Though it remains in its early days, there is a new set of leadership competencies in this AI-informed world - an emerging rubric against which leaders will succeed or fail. And yet, one competency already stands out as disproportionately valuable in addressing the current moment: wisdom.
Generative AI adds value by quickly synthesizing the corpus of human knowledge. It culls existing data sets to provide answers. In contrast to this collective knowledge, wisdom emerges from our inner selves. Wisdom can be defined as that deeper body of knowledge, accessed internally, which arises from our individual and collective experiences, both conscious and unconscious. It is a synthesis of our compounded insights from our human experiences. It’s the sensibility of what’s really at stake in a situation or the quiet hunch of the right decision to make.

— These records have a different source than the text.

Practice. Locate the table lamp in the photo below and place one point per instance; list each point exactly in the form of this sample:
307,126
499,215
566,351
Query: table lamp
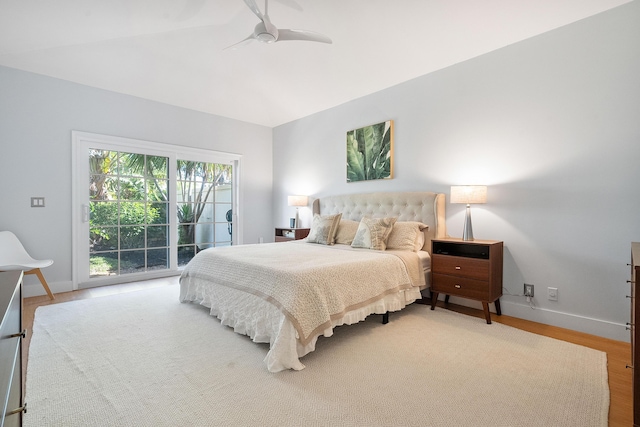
298,201
468,194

Since wisdom does not reside within the accessible data set of human knowledge online, it cannot be analyzed by artificial intelligence. Sitting on the edge of the known, wisdom is increasingly the only unique, differentiated input that we can bring into the boardroom.
We focus on bringing wisdom to the boardroom, in particular, because decision-making is at the core of the role of a leader. As Jeff Bezos shared in an interview, “As a senior executive, you get paid to make a small number of high-quality decisions…If I make three good decisions a day, that’s enough. And they should be as high quality as I can make them.” When we conceive of leadership as the discipline of making a small handful of well-informed decisions, the differential value of that wisdom becomes clear.

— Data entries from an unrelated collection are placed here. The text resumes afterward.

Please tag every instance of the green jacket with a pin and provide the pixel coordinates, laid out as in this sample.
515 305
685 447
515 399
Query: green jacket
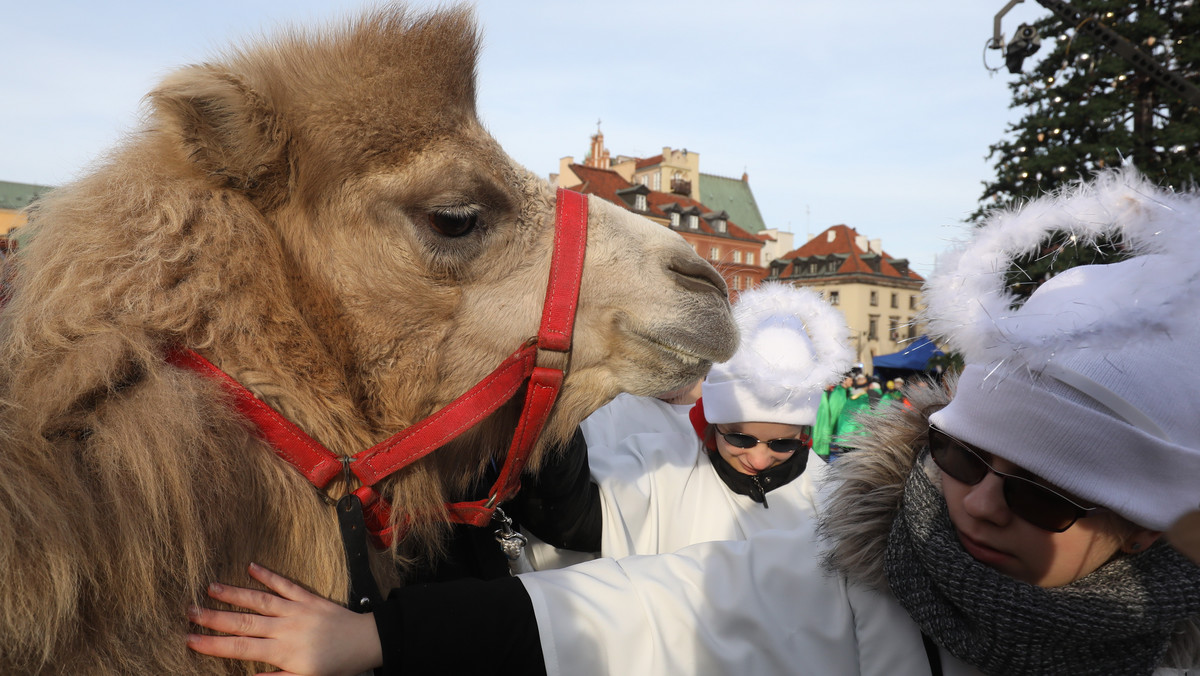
826 424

A great example of this occurred in a recent strategy offsite for a pharmaceutical team. The leadership team spent two days debating new drugs, new indications, new markets, and new partnerships. We debated the core and adjacent strategy moves, considering ‘where to play’ and ‘how to win.’ After moving through the traditional discussions, we settled into a wisdom process designed to access wisdom and share it in non-traditional dialogue. The wisdom that emerged bottom-lined what was really at stake: we could make whatever decisions we wanted here, but the real challenge was in managing the board and their various dynamics. We were finally having the real conversation. We were finally able to make decisions that incorporated the bigger truths of the situation - instead of just dealing with the present problem in a linear, logical way. This is often what happens when we access and incorporate wisdom. We realize “what’s really going on,” “what’s really at stake,” or “what the conversation is actually about.”
This was a new experience for the executives involved - and not how we’re inclined to operate in organizational environments. This is because accessing, articulating, and incorporating wisdom is not yet explicitly valued in leaders.
So, how do leaders cultivate wisdom? Wise leaders practice sitting in silence, learning to listen instead of assert. They work to differentiate their ego energy from their self energy, developing their capacity to go beyond their limited experience. This helps them to judge the inner messages they hear, differentiating their own thoughts and emotions from deeper tracks of wisdom. And wise leaders have the courage to share their insights, making sense of this non-linear information within structured organizational constructs.
If this sounds strange within a professional setting, that’s appropriate and expected. Never before has knowledge been so completely commoditized – and wisdom so clearly needed within organizations. These are new skills to master and new disciplines to explore. Going forward, leaders who want to build a competitive advantage must develop a new relationship with their wisdom. They will need to learn to understand, interpret, trust, and apply it judiciously. Doing so allows them to make better decisions with knowledge and wisdom together than with either alone.